Strongbow would’ve gladly accepted wine but, rather than be impolite, he accepted a cup filled to the brim and slowly sipped at the cloudy brown liquid. ‘I am honoured by your offer of hospitality, sir,’ the earl began, ‘but I have already agreed to stay...’ He indicated through the open window at his side towards the church half-hidden behind Haverford Castle on the hill opposite. A morose look passed over Prendergast’s face as both men stared at the town on a high spur of land across the river. Strongbow suddenly remembered hearing news of some trouble between the two neighbouring lords, a squabble over the theft of animals and an abandoned marriage proposal from a few years before. ‘I will not be the guest of Richard FitzTancred,’ Strongbow described quickly to ease any awkwardness. ‘I am to stay with the archdeacon at St Martin’s Church. My army will camp to the south of the town tonight.’

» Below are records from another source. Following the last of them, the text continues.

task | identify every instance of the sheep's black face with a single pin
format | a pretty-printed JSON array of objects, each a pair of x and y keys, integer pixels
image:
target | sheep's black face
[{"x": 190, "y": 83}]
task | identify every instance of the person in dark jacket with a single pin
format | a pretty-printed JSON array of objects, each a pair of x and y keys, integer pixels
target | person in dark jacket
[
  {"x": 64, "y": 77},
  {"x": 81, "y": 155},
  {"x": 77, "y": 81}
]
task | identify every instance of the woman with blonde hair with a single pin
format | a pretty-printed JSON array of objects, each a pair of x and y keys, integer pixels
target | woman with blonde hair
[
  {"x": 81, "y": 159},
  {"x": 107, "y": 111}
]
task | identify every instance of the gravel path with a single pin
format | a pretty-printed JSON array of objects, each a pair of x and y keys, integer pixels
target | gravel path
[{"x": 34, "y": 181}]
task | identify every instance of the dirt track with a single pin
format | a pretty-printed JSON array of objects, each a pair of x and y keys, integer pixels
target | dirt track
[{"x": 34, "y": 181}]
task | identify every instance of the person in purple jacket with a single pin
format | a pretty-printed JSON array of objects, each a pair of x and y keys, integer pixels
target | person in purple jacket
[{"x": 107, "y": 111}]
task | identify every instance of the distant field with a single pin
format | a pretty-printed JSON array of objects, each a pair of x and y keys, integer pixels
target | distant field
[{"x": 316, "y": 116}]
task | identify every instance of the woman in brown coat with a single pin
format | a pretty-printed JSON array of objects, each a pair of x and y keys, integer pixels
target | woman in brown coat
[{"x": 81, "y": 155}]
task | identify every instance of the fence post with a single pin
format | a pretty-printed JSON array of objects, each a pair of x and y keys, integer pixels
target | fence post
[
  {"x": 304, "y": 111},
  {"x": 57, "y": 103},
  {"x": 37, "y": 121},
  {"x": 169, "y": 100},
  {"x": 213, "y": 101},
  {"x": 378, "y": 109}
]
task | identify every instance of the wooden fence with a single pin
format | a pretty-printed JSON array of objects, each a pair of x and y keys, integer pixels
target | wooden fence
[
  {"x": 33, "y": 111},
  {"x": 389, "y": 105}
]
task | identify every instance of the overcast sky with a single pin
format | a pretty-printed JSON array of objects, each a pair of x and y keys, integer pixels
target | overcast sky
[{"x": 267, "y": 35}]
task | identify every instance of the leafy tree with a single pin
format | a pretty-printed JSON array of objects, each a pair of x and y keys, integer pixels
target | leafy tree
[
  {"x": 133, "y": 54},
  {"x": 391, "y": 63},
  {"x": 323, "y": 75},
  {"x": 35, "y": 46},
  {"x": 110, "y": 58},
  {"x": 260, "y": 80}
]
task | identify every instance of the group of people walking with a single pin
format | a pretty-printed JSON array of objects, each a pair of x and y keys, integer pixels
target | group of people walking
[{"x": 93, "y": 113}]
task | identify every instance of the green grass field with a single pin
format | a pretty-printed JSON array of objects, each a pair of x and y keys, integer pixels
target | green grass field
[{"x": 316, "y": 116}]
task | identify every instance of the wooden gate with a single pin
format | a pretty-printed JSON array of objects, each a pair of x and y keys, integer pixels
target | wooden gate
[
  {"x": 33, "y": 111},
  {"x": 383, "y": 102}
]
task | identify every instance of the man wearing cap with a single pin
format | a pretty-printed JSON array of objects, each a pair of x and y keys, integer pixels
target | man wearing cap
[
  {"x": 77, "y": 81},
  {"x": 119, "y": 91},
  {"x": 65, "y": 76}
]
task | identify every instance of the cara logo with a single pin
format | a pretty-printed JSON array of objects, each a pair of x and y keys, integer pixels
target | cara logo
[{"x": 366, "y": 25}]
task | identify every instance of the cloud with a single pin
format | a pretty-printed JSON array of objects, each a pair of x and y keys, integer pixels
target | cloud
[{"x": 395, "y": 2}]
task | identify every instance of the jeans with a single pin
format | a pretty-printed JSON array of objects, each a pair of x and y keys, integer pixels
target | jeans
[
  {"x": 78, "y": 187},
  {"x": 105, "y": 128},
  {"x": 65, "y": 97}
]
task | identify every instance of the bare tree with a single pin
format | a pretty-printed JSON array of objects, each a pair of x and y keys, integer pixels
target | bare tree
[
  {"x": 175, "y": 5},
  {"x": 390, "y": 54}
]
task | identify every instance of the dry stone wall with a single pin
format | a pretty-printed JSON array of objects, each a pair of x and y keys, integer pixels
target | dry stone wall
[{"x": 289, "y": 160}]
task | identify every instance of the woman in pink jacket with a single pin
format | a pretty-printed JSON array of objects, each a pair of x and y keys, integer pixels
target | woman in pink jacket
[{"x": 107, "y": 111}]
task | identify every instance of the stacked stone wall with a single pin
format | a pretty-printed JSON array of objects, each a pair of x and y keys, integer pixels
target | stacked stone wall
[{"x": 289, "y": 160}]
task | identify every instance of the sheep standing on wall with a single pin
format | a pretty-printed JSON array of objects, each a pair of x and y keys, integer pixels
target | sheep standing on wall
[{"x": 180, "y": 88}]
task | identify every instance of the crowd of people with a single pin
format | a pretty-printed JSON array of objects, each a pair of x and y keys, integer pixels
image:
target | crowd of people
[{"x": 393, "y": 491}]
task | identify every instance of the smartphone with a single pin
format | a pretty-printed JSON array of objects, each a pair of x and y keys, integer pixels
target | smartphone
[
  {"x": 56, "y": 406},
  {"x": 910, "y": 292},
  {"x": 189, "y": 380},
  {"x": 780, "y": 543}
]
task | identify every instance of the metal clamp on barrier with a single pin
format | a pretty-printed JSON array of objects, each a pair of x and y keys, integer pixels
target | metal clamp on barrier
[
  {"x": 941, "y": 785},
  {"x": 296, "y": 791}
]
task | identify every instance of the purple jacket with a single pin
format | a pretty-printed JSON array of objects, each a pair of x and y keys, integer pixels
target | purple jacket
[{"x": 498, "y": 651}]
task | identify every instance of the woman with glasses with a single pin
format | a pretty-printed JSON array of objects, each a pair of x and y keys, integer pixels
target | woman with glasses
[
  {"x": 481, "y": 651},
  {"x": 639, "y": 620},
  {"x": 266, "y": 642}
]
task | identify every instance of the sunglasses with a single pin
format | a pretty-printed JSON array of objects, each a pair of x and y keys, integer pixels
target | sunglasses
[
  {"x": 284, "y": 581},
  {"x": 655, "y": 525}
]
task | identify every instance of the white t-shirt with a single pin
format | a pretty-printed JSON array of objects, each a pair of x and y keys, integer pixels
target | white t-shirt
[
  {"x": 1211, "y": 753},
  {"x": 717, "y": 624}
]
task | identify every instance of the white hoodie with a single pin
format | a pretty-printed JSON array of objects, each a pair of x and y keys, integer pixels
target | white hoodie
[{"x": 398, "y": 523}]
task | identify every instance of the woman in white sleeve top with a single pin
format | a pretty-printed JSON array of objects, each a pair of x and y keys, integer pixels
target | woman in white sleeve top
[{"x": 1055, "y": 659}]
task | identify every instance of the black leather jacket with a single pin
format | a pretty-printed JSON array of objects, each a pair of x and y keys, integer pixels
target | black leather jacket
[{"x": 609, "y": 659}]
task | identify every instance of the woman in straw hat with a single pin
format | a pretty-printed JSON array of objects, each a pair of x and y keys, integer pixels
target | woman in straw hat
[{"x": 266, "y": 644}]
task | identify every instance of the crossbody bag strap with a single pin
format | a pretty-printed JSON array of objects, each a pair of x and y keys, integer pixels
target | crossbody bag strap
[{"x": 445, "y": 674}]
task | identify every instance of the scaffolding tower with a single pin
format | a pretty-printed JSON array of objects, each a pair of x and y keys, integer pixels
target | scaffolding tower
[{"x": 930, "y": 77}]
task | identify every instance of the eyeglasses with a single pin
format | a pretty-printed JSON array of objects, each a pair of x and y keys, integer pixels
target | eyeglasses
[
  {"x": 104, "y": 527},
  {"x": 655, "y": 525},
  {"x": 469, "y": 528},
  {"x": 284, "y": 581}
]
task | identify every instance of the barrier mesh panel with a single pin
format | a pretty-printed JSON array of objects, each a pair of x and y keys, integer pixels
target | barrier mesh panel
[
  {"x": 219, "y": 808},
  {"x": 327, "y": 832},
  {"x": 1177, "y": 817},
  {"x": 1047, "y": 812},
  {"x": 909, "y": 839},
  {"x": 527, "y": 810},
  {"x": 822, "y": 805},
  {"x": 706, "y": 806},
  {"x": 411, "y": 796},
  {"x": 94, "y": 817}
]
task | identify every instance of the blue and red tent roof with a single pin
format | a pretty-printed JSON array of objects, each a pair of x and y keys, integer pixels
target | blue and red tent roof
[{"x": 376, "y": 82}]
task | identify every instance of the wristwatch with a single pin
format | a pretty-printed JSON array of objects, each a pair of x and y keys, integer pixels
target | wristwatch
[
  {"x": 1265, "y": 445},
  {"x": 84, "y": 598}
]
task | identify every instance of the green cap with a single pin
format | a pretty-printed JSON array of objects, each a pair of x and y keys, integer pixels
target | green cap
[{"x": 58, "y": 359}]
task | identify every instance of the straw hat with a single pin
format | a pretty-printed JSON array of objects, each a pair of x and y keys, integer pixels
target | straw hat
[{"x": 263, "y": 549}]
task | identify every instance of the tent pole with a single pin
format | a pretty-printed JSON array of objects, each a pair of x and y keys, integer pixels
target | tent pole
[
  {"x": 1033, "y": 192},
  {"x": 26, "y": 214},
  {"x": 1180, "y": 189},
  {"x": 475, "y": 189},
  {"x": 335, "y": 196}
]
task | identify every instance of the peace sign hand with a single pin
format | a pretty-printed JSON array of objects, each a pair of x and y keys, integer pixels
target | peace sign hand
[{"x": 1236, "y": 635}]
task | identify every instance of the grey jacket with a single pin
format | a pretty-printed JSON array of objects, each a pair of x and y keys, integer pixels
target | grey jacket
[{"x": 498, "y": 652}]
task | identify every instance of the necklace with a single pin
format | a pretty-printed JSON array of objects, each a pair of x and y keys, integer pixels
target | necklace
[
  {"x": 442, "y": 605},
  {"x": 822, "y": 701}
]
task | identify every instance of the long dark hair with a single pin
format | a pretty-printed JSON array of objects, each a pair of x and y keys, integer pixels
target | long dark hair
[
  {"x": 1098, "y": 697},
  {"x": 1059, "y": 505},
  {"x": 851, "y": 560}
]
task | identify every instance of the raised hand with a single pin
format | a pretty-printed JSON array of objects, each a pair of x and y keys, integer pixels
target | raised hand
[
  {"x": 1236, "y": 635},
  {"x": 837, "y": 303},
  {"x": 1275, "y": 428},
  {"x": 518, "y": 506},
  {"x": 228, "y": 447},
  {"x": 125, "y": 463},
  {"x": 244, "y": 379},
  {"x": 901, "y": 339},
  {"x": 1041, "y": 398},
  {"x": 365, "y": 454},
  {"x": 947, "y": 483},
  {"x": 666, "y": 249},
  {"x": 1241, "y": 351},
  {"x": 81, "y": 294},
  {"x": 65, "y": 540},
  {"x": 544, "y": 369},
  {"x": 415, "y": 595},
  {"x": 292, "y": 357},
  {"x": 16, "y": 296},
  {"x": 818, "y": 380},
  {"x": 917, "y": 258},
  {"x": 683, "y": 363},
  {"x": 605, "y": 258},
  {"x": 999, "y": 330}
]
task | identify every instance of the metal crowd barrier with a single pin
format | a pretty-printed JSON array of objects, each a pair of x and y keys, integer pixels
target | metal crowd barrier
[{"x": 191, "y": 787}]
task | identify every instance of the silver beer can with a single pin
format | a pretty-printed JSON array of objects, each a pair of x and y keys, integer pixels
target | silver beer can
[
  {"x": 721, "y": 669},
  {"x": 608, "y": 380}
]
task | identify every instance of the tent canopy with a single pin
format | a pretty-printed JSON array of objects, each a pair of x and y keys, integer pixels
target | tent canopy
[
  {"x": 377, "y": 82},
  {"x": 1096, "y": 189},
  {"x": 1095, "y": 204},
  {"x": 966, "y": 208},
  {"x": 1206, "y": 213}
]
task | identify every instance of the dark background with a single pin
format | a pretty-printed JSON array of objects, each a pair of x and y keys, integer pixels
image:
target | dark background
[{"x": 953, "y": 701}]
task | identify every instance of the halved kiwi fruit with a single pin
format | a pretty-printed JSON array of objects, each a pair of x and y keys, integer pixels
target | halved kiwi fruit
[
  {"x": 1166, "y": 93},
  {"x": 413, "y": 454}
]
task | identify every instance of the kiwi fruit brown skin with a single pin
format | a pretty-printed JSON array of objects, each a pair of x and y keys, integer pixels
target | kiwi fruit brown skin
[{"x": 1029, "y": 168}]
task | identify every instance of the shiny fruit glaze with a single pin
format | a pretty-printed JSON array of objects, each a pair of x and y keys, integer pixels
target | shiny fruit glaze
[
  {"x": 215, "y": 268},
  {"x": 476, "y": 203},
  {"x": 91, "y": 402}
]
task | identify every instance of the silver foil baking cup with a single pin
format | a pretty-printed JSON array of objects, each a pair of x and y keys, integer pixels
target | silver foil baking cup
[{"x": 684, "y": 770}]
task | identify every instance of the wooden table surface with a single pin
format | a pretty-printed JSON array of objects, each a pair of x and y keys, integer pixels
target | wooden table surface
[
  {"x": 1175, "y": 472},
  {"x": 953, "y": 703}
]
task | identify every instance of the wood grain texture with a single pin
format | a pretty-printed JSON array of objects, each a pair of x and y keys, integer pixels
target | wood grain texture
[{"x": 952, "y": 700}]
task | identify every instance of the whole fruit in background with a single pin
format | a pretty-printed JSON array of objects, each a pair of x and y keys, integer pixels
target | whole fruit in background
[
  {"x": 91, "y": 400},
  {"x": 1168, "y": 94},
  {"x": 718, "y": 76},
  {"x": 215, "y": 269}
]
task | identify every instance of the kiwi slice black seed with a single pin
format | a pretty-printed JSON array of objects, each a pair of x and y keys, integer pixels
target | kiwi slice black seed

Prendergast smiled politely and for many minutes neither man said anything. Instead each supped silently at their beer and stared out of the keep’s south facing window as the army marched through the town opposite. The murmur of conversation between the warriors reached even to Prendergast’s manor house, two long bow shots away.
It was the Fleming who broke the silence: ‘Lord, I know what brings you to my hall, and I do not wish to waste your time, but I will not return to Ireland with you.’
‘I was led to believe that you had acquired a large estate there.’
Prendergast nodded. ‘I a
lso acquired enemies – Robert FitzStephen and King Diarmait – and I don’t think either would permit me to visit his domain again.’
The Fleming had been Robert FitzStephen’s second-in-command, Strongbow knew, and had fought alongside the Norman when they had stormed the walls of the Norse city of Waesfjord the year before. But something had triggered a breakdown between the two men, leading Prendergast to flee FitzStephen’s side, along with almost a third of their army, and join the service of their enemies on the eve of battle with the High King of Ireland. FitzStephen had somehow managed to win that fight despite facing overwhelming odds and Prendergast had returned home to Wales in defeat with barely the clothes upon his back to show for his efforts across the sea.